CRISPR was easier for sickle cell anemia because it was one mutation on one chromosome. There are a number of different mutations that can influence MGUS turning to MM, so a much harder task. A focus right now is creating proteins that link to myeloma cells and decrease/end replication by encouraging your immune system to go after the nasty cells (a bit like how the Covid mRNA vaccines work).

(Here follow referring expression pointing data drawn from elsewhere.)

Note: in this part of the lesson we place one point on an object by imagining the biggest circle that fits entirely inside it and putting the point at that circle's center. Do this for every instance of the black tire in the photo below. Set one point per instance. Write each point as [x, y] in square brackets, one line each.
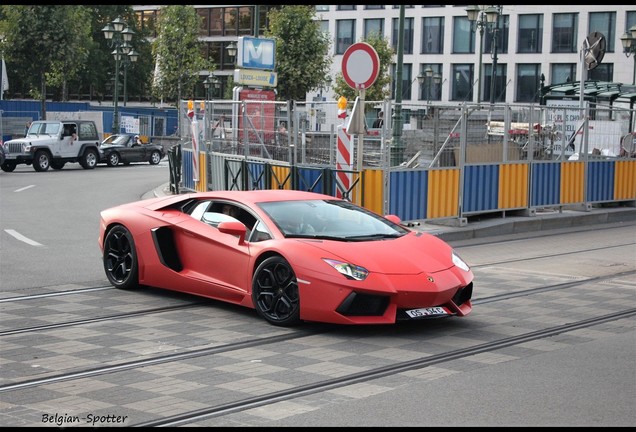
[8, 166]
[155, 157]
[120, 258]
[275, 292]
[57, 165]
[41, 161]
[112, 159]
[89, 159]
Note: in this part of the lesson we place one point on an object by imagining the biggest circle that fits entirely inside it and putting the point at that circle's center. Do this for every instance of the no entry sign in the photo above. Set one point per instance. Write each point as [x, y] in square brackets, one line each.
[360, 66]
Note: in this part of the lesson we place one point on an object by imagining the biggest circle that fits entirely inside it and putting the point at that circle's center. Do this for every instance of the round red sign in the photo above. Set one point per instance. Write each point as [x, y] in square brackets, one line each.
[360, 65]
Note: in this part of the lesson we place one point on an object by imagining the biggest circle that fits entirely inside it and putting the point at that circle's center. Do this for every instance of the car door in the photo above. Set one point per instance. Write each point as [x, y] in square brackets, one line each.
[215, 258]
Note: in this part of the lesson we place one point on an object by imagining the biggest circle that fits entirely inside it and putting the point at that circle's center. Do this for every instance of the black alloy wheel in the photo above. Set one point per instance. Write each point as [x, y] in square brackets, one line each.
[275, 292]
[120, 258]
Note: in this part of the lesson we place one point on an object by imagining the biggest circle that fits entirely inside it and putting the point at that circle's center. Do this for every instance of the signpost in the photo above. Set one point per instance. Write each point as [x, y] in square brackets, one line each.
[360, 69]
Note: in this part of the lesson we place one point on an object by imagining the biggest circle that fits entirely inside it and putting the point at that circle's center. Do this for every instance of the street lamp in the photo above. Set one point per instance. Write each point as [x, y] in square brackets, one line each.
[128, 60]
[119, 37]
[211, 83]
[480, 18]
[629, 47]
[492, 16]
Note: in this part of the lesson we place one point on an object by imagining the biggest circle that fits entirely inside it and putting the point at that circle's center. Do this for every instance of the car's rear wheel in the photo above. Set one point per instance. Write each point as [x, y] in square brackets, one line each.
[155, 158]
[113, 159]
[41, 161]
[120, 258]
[275, 292]
[89, 159]
[57, 164]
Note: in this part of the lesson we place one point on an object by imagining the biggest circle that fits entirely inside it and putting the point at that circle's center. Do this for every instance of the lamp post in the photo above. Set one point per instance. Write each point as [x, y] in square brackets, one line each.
[492, 16]
[211, 83]
[128, 60]
[629, 47]
[119, 37]
[480, 18]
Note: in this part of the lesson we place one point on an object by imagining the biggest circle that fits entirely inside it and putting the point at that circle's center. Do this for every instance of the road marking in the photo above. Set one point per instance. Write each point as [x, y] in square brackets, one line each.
[20, 237]
[24, 188]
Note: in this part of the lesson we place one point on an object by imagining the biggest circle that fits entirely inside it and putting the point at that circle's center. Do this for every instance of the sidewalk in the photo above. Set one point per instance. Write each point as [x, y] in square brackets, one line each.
[500, 224]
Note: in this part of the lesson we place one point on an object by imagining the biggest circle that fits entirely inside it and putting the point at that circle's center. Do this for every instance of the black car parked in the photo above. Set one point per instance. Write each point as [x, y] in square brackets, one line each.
[124, 148]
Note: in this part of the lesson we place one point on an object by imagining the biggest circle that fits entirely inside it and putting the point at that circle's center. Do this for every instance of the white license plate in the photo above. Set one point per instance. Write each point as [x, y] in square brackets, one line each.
[418, 313]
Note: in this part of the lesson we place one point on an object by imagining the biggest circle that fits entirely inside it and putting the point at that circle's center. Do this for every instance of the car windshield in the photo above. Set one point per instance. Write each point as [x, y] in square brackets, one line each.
[116, 139]
[330, 219]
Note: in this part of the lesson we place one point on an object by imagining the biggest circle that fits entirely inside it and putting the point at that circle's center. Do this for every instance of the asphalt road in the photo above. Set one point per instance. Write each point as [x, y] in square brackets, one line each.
[581, 376]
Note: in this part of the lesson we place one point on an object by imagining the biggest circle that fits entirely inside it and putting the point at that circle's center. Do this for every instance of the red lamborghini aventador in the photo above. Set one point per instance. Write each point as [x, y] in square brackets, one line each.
[293, 256]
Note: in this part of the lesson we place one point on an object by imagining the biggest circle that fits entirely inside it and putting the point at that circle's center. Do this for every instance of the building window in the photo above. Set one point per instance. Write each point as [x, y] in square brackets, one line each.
[528, 82]
[374, 26]
[501, 81]
[604, 22]
[430, 90]
[564, 30]
[463, 36]
[502, 36]
[462, 84]
[345, 35]
[408, 34]
[562, 73]
[432, 35]
[530, 38]
[407, 81]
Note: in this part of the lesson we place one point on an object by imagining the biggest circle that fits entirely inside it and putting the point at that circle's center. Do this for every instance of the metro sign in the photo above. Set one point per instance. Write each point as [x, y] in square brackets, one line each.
[255, 53]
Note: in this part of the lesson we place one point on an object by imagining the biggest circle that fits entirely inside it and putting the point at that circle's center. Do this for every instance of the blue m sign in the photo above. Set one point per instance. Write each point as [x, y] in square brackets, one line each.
[256, 53]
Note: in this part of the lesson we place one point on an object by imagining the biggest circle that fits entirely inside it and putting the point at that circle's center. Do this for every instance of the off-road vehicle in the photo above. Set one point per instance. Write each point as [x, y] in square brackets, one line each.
[53, 143]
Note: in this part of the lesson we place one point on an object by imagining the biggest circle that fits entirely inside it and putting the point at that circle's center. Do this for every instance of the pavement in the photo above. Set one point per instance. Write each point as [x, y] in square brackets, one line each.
[507, 223]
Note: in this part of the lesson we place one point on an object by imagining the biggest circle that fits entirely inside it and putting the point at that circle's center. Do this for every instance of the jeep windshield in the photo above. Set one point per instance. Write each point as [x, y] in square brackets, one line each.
[39, 128]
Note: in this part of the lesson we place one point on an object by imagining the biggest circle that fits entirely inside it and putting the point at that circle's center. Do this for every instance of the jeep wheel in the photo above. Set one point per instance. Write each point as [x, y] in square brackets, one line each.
[155, 157]
[89, 159]
[8, 166]
[113, 159]
[57, 164]
[41, 161]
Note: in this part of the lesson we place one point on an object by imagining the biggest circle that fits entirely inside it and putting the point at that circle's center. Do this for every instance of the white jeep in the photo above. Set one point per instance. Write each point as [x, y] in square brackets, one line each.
[53, 143]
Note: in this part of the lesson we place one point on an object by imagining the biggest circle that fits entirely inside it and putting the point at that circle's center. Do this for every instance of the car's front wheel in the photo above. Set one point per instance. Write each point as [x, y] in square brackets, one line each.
[41, 161]
[155, 157]
[275, 292]
[8, 166]
[89, 159]
[120, 258]
[113, 159]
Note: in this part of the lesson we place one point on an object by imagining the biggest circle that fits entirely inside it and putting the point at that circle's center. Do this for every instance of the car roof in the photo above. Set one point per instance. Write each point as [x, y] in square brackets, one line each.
[248, 197]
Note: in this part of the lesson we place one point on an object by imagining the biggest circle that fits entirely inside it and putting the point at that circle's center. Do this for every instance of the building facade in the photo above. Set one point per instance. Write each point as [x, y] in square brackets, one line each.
[457, 59]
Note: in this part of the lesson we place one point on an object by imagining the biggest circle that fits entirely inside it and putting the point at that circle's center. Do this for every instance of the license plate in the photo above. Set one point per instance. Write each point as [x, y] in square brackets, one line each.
[418, 313]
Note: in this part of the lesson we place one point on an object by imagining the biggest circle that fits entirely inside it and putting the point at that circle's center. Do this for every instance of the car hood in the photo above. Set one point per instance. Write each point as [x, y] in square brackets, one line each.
[410, 254]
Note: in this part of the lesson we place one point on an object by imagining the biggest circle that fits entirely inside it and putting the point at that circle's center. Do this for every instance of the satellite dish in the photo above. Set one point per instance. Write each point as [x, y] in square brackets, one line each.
[594, 49]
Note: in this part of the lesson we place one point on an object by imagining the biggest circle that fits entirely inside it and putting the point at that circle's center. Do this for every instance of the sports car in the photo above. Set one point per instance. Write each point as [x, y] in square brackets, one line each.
[293, 256]
[122, 148]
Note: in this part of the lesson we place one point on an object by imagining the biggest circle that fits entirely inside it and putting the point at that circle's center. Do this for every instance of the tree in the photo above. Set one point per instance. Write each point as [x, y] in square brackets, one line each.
[46, 42]
[302, 51]
[381, 89]
[177, 51]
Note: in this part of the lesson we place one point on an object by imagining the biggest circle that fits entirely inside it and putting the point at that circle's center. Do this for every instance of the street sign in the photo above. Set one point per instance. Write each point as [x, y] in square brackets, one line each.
[256, 53]
[255, 78]
[360, 65]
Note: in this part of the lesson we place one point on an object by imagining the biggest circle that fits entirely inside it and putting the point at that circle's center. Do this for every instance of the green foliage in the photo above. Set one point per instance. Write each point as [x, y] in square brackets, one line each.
[177, 52]
[381, 89]
[302, 60]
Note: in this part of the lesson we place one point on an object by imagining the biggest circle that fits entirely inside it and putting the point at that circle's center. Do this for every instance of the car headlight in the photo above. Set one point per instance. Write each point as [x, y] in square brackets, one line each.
[350, 271]
[459, 262]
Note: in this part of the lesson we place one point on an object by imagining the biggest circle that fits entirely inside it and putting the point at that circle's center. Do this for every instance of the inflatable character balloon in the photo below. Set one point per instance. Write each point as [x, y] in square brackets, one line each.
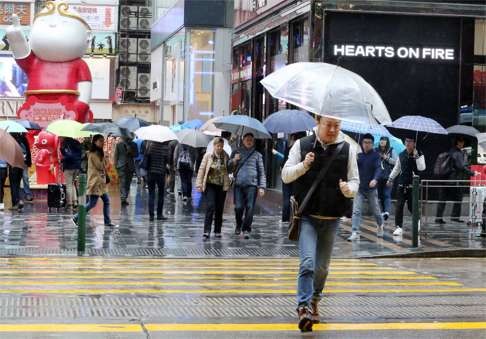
[47, 159]
[59, 85]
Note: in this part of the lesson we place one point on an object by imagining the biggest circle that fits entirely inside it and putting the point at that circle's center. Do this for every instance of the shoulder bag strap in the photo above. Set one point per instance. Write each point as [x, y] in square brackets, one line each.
[242, 162]
[321, 175]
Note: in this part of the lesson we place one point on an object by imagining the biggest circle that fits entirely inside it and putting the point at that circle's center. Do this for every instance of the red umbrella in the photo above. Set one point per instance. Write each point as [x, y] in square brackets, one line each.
[10, 150]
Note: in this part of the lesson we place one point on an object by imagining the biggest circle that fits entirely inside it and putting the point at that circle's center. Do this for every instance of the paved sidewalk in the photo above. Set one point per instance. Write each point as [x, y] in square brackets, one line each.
[37, 232]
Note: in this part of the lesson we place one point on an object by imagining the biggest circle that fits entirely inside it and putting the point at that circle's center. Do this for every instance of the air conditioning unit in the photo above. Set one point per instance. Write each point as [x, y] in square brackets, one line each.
[127, 24]
[144, 24]
[144, 57]
[128, 77]
[143, 45]
[145, 12]
[143, 85]
[128, 45]
[128, 11]
[125, 57]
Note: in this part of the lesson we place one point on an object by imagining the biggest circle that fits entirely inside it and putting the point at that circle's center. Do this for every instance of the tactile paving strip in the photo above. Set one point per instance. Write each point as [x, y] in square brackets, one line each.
[159, 252]
[237, 309]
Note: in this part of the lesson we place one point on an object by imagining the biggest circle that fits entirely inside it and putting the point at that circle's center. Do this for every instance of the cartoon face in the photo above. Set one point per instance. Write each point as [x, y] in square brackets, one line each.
[46, 140]
[59, 38]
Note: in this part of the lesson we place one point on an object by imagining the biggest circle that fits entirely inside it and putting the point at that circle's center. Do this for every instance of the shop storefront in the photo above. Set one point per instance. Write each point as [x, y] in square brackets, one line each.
[190, 58]
[423, 57]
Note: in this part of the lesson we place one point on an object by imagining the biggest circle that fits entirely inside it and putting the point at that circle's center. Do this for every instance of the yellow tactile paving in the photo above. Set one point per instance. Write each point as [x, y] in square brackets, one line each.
[237, 327]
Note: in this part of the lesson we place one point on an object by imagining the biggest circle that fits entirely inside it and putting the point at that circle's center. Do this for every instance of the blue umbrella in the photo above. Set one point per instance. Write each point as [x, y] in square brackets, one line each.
[418, 123]
[395, 142]
[242, 124]
[289, 121]
[192, 124]
[362, 128]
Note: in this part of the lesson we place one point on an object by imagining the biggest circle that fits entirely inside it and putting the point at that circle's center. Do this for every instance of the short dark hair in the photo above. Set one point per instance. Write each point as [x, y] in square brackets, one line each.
[218, 140]
[368, 136]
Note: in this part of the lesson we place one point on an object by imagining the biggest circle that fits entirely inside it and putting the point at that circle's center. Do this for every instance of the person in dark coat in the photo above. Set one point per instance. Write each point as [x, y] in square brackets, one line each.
[460, 171]
[156, 159]
[71, 165]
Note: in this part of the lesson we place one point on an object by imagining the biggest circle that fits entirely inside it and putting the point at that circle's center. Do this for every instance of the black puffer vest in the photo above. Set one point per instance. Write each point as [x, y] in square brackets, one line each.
[327, 200]
[408, 166]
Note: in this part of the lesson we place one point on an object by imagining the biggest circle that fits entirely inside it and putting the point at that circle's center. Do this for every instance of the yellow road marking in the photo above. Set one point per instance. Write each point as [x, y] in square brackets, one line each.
[184, 272]
[163, 268]
[102, 276]
[278, 327]
[233, 291]
[220, 283]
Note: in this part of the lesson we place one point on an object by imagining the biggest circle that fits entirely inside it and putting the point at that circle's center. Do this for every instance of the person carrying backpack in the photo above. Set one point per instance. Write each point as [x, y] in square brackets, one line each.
[452, 166]
[125, 153]
[185, 160]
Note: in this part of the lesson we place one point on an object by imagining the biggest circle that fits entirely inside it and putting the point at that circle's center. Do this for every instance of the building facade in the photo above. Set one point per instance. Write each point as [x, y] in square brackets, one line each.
[423, 57]
[191, 56]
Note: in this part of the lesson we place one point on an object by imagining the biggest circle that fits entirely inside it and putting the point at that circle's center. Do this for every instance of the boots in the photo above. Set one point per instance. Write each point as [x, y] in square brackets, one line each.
[305, 319]
[315, 311]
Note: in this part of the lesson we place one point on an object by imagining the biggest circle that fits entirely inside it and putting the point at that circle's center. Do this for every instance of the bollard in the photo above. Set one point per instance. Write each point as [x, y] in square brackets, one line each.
[415, 210]
[82, 214]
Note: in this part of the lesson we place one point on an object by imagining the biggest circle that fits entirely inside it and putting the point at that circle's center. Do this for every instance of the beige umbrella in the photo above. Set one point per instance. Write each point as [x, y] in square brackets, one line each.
[209, 129]
[10, 150]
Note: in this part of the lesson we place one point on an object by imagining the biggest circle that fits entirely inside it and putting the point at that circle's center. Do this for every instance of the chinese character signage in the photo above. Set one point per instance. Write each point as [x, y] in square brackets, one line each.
[100, 18]
[9, 8]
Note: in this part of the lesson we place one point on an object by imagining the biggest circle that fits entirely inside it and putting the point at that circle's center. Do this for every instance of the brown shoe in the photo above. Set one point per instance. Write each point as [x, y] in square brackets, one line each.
[315, 311]
[305, 319]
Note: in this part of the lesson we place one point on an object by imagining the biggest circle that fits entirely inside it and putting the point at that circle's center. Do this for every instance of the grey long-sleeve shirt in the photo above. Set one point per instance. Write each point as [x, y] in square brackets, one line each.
[294, 167]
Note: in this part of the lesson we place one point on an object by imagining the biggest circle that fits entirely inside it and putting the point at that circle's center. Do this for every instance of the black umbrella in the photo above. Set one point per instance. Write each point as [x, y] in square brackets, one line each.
[463, 130]
[29, 124]
[131, 123]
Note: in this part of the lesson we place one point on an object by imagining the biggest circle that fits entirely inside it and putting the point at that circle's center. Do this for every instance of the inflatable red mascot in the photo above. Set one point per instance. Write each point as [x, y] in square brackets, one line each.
[59, 85]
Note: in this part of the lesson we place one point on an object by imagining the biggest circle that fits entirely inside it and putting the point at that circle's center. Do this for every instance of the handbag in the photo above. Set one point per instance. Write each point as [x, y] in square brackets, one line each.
[296, 210]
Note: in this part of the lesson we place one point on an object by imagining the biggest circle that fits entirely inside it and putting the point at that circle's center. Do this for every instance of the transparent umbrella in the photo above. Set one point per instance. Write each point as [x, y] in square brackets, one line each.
[327, 90]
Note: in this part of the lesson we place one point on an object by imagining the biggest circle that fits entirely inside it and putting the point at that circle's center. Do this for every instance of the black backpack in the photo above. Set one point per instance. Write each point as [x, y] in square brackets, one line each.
[444, 165]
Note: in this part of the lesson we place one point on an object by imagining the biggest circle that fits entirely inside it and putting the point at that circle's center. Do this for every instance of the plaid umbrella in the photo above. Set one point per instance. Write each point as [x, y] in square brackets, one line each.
[417, 124]
[289, 121]
[362, 128]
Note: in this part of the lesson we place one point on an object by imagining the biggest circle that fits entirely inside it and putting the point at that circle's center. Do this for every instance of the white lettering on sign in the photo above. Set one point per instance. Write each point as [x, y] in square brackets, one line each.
[401, 52]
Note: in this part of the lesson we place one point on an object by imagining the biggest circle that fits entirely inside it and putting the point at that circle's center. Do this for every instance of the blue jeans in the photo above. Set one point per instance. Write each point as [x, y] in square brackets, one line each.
[384, 194]
[372, 196]
[245, 197]
[92, 200]
[25, 178]
[316, 240]
[286, 193]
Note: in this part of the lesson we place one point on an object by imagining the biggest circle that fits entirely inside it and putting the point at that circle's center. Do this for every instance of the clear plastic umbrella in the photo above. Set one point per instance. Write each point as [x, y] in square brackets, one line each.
[327, 90]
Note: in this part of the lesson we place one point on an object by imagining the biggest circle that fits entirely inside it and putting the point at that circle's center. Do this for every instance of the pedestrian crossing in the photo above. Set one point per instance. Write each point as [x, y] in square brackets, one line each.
[158, 276]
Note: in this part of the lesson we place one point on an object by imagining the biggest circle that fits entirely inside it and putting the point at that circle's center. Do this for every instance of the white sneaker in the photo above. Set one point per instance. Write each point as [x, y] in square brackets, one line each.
[354, 236]
[398, 231]
[380, 231]
[385, 216]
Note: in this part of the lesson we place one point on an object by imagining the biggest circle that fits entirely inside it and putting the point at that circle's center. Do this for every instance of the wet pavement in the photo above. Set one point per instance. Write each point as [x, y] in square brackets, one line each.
[47, 297]
[158, 279]
[35, 231]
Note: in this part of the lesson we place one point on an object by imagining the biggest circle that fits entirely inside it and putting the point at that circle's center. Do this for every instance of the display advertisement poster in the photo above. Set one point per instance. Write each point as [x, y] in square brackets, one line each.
[7, 8]
[99, 18]
[102, 43]
[100, 74]
[13, 81]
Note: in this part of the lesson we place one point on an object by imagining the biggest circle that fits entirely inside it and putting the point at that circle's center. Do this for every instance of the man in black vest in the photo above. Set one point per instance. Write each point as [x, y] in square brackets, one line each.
[410, 162]
[320, 219]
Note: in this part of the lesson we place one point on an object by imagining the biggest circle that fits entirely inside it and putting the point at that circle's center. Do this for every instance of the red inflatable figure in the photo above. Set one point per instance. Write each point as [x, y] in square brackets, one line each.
[47, 159]
[59, 84]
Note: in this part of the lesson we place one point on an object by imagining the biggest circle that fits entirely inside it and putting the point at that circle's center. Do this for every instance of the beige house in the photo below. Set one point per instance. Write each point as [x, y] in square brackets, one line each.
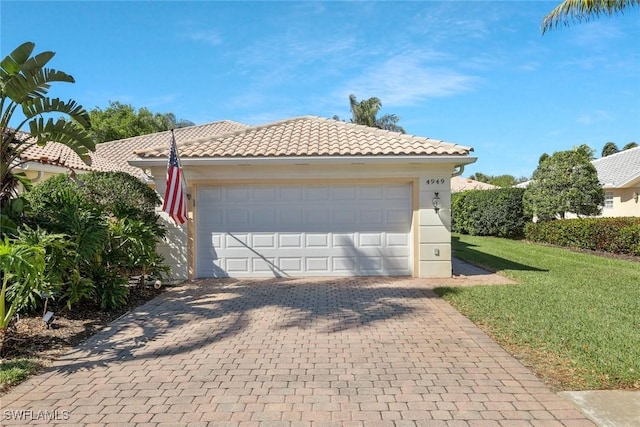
[619, 175]
[311, 197]
[39, 163]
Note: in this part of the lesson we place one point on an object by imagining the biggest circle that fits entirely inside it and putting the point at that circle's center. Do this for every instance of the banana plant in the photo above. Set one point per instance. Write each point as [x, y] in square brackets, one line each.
[22, 267]
[25, 107]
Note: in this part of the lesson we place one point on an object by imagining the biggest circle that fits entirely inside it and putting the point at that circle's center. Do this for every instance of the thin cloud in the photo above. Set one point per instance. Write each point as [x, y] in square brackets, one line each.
[210, 37]
[406, 80]
[594, 117]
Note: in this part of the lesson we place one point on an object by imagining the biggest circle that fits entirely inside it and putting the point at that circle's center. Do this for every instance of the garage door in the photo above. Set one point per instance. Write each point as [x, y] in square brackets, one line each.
[303, 230]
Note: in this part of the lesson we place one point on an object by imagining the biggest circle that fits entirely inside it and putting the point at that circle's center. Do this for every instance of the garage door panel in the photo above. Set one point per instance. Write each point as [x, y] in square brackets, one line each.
[303, 230]
[290, 240]
[317, 264]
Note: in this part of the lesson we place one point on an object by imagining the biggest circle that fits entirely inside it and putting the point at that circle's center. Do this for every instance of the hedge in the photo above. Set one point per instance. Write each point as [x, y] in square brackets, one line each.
[614, 235]
[496, 212]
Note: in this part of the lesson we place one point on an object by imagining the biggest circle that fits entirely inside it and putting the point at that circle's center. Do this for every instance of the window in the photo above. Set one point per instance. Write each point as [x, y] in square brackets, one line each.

There are a few medicines for that now, but they are expensive, have side effects, and are mostly for later SMM and MM. Here is one article: https://pmc.ncbi.nlm.nih.gov/articles/PMC8584466/

@ewcbhc, here are some relevant articles from Mayo Clinic:
- How will CRISPR gene editing change healthcare? https://mcpress.mayoclinic.org/healthy-aging/how-will-crispr-gene-editing-change-healthcare/
- Researchers test DNA editing, recommend steps to improve accuracy https://newsnetwork.mayoclinic.org/discussion/researchers-test-dna-editing-recommend-steps-to-improve-accuracy/
- RegenBio Summit: Could a molecular scissors heal disease? https://newsnetwork.mayoclinic.org/discussion/regenbio-summit-could-a-molecular-scissors-heal-disease/

CRISPR holds much promise and hope, and this research at Mayo Clinic. I wonder if you might be eligible and interested in this Mayo clinical trial involving patients interested in CRISPR technology:
- Gene Editing Research With a Patient Centered Approach https://www.mayo.edu/research/clinical-trials/cls-20541213

Thank you, so much for your patient and thoughtful replies. I am obviously ignorant of the many obstacles involved in using CRISPR. My thought is that it might be used to prevent MGUS. That will not fix my neuropathy, but it might prevent further damage to the myelin sheaths. Repairing the damage, or growing new nerve pathways are up to my overworked stem cells.